Climbs were spasmodic in the early 1980s. There was no email and even fax was unreliable so trips were organised mainly by phone calls. Travel by plane and minibus was usually not a problem. Accommodation at the start of a climb was often basic.

Two trips in the early 1980s illustrate our early attempts to climb a mountain then unknown to us. Gunung Tambora, Sumbawa, that erupted in 1815, the ‘biggest volcanic explosion in recorded history’, presented such a challenge. The first attempt in 1983 ended in failure as the local police demanded that we produce a surat jalan, letter of authority, issued by the police in Jakarta to travel to Sumbawa, and sent us packing back to Jakarta. The second, in 1985, failed because our so-called guides lost their way cutting a track through the forest.

Java Lava has successfully climbed Tambora several times since, including in April 2015 to commemorate 200 years since its massive eruption of April 1815. In the early 1980s, Tambora’s slopes were covered with pristine forest that had regrown since the devastating eruption of 1815. But since then, commercial companies have clear-felled the forests, which are only now regenerating. On 12 April 2015, the bicentenary of the eruption, the President of Indonesia declared Tambora a National Park.

In 1984, Rob Valkhoff took over the coordination of Java Lava and organized more regular trips. In those days, Java Lava usually did about eight trips each year. Rob would choose a destination and his secretary would call around about two weeks before to those who might wish to join. Ronnie Hotmaparna, at that time a student and leader of a self-styled Indonesian mountaineering group, was Rob’s mountain scout for many years. Ronnie would check the destination a few days before the climb, organized transport, accommodation, guides and porters. Upon arrival, Ronnie would be waiting for as we entered the buses and the rest of the trip usually proceeded like clockwork.

In those days, trips were tougher than now. Even ‘toughies’ like Gunung Raung and Slamet were climbed in one day. We remember many treks starting before dawn and returning after dark. Only in the most remote areas and on the lengthiest trips would we camp on the mountain.

Over the years, we have changed our climbing ways. For the more difficult mountains, we would start at sunrise and camp early afternoon near the summit. If we were lucky, we would see the most amazing sunsets and sunrises from the summit.

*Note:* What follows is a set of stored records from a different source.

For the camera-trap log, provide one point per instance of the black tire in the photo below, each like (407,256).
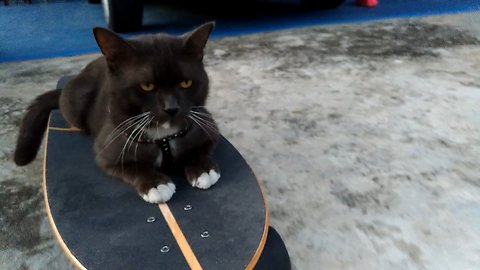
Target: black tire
(123,15)
(322,4)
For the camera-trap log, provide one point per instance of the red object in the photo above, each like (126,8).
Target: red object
(367,3)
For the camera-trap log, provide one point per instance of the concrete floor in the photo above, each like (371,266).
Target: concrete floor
(366,138)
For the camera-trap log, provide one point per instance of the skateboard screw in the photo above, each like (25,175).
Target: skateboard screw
(150,219)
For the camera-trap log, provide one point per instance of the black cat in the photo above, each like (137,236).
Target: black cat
(143,102)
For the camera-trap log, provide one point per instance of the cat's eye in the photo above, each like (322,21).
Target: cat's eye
(147,86)
(186,84)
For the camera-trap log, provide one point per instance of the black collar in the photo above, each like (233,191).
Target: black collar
(163,143)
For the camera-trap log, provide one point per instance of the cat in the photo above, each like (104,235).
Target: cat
(143,101)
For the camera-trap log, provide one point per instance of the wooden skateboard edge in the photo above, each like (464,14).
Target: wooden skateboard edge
(263,240)
(76,263)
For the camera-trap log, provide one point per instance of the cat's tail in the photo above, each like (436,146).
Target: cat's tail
(33,126)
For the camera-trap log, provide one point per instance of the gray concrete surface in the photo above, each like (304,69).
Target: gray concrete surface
(366,138)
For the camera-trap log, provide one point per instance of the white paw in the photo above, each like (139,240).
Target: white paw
(162,193)
(206,180)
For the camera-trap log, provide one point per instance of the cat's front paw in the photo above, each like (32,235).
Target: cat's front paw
(160,194)
(206,180)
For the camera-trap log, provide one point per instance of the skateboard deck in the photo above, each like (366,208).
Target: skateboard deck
(102,223)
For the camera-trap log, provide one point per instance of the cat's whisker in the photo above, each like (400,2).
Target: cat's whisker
(125,122)
(121,132)
(122,127)
(207,120)
(142,131)
(208,127)
(201,126)
(129,138)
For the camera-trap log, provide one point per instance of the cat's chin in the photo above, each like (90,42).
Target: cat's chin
(161,130)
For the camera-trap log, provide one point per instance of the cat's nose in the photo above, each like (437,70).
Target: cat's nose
(171,111)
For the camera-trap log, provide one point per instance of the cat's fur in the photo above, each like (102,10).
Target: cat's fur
(106,99)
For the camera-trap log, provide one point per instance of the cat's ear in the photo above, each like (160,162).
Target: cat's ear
(194,42)
(113,47)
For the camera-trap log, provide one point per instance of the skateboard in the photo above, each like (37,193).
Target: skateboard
(101,223)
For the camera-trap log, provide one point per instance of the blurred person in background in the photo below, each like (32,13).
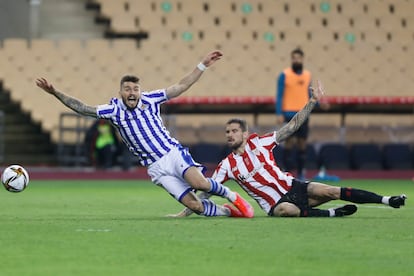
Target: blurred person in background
(293,92)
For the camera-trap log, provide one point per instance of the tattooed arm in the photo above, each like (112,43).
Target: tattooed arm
(301,116)
(70,102)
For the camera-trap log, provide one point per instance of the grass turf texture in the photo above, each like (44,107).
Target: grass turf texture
(119,228)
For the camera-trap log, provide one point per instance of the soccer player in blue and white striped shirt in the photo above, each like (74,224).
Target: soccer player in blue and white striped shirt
(136,115)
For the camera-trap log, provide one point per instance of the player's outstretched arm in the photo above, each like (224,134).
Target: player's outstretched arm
(69,101)
(302,115)
(177,89)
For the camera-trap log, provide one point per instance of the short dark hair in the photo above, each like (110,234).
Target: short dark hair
(241,122)
(297,51)
(129,78)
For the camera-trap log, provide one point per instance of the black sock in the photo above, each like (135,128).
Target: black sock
(359,196)
(312,212)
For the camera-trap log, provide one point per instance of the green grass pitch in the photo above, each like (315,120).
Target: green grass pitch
(120,228)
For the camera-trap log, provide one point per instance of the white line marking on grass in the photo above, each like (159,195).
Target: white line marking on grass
(93,230)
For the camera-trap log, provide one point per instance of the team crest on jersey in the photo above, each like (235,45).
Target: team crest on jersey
(241,178)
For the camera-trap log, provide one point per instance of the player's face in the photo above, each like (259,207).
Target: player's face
(297,58)
(130,94)
(235,136)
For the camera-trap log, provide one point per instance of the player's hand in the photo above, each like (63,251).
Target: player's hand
(318,92)
(280,120)
(45,85)
(212,57)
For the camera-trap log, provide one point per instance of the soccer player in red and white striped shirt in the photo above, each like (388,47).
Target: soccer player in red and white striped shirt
(251,164)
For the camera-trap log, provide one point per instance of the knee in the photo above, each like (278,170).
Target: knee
(286,209)
(333,192)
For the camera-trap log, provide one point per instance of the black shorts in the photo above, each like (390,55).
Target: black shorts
(297,195)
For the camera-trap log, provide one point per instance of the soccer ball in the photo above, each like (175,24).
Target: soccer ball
(15,178)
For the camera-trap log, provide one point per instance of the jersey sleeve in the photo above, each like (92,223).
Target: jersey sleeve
(156,96)
(106,111)
(268,140)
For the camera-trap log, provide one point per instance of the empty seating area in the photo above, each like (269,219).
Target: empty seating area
(358,48)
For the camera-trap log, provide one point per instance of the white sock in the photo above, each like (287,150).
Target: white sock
(386,200)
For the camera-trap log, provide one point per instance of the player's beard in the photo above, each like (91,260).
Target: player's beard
(236,146)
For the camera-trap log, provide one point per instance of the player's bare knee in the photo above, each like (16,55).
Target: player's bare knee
(286,209)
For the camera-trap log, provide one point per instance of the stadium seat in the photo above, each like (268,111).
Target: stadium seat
(397,156)
(334,156)
(366,157)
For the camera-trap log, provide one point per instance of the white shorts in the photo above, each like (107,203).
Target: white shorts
(168,172)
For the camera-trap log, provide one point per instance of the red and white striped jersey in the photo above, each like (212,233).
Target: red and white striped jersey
(256,171)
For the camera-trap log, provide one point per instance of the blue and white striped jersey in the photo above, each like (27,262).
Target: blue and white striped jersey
(142,128)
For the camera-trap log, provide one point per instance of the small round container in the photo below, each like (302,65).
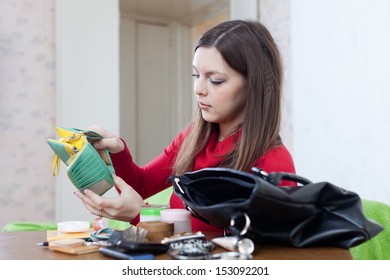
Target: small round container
(100,223)
(181,218)
(151,212)
(73,226)
(157,230)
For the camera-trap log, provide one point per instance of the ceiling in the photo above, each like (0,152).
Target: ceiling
(172,9)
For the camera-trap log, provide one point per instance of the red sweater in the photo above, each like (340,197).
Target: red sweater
(152,177)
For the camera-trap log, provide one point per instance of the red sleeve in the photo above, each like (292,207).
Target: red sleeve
(278,159)
(151,178)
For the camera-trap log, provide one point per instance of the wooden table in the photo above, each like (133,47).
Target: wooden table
(22,246)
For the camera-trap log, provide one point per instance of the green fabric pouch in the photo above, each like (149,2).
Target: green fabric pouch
(87,168)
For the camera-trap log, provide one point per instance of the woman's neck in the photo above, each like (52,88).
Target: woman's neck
(226,130)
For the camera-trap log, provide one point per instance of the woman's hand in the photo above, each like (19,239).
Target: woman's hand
(110,141)
(124,207)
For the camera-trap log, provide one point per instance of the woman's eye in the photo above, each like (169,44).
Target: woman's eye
(216,82)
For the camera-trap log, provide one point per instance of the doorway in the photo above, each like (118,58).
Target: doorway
(156,42)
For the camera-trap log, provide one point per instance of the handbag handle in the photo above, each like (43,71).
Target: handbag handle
(276,178)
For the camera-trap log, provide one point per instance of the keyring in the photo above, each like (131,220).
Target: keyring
(234,221)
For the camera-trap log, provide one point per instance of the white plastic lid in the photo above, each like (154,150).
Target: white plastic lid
(175,214)
(73,226)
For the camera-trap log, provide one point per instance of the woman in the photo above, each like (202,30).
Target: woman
(237,80)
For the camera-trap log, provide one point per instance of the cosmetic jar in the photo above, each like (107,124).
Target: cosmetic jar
(181,219)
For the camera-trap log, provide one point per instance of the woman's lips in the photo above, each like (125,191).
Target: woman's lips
(203,106)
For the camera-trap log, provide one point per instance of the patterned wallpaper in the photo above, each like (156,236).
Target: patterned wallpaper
(27,102)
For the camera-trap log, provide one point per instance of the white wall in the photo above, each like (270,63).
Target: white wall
(340,93)
(87,80)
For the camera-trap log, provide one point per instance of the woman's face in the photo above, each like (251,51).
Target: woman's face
(218,87)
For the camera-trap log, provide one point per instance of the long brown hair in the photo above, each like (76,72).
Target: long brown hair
(248,47)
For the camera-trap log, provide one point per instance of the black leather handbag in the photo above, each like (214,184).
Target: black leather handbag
(254,205)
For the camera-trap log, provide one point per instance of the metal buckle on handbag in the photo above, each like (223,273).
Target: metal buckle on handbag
(239,223)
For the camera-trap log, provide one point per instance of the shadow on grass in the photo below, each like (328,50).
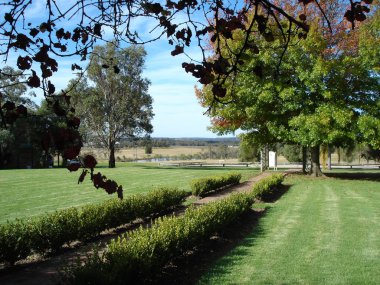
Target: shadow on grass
(277,194)
(370,176)
(191,266)
(200,168)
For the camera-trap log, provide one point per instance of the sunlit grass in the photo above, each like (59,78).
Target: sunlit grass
(322,231)
(29,192)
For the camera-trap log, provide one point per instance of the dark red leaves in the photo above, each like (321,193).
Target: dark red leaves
(116,69)
(82,176)
(24,63)
(8,17)
(22,110)
(73,122)
(34,80)
(22,42)
(34,32)
(120,192)
(154,8)
(98,30)
(75,66)
(219,91)
(110,186)
(71,152)
(51,88)
(177,50)
(9,106)
(305,2)
(357,12)
(73,166)
(89,161)
(58,110)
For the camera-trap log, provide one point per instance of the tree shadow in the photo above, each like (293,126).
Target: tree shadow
(188,268)
(370,176)
(280,191)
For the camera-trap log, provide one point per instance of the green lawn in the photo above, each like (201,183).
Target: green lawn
(322,231)
(29,192)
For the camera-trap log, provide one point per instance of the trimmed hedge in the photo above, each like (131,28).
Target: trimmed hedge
(140,254)
(51,231)
(266,189)
(203,186)
(143,252)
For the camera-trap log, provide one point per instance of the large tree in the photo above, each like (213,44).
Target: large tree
(321,93)
(71,29)
(115,103)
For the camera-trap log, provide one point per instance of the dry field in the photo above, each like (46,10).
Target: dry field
(139,152)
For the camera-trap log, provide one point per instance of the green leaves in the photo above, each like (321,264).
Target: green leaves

In the early days, we took safety-on-mountains seriously. We recall a situation on Gunung Semeru when the eruption cycle was about 15 minutes. During a pause in the eruptions, two Dutchmen defied warnings and went to the crater rim to take pictures of the crater bottom. Sure enough, as soon as they brought their cameras into position, the whole crater exploded. They were lucky to survive with only minor burns. One camera was smashed but the cassette was retrieved and recorded an extraordinary movie.

But over the years, we have seen a slow degradation of the forests on many of the mountains. There is hardly a mountain not affected. Besides illegal logging, the other main cause of deforestation is the pressure from local communities to open up new land for agriculture. So the pilfering and degradation of natural forests, even within National Parks, continues unabated.

In the eighties, Java Lava had some 30 people on its mailing list almost all expatriates. Few locals joined at that time but this has changed over the years. We now have Indonesians, Singaporeans and Malaysians on our climbs reflecting an increasing regional interest in nature and the mountains of Indonesia. Women are increasingly amongst the enthusiasts joining Java Lava trips.

Herbert Motz took over Java Lava when Rob Valkhoff left Indonesia in 1988. Herbert introduced a yearly program with fixed hiking dates and destinations. Jenny, his assistant, before they both retired, continues to arrange Java Lava trips.

Herbert recalls that, amongst the many trips that he and Jenny have arranged, they have met many people of different nationalities and cultures. All are different characters in their own right but rarely does somebody not fit into the group. The common experience of climbing a mountain is a strong bond fostering wonderful friendships.

In 2015, the ‘old hands’, passed the Java Lava baton to a younger generation of regular, experienced Java Lava climbers. Java Lava has now firmly established the tradition of enabling like-minded enthusiasts to enjoy nature, mountains and adventure.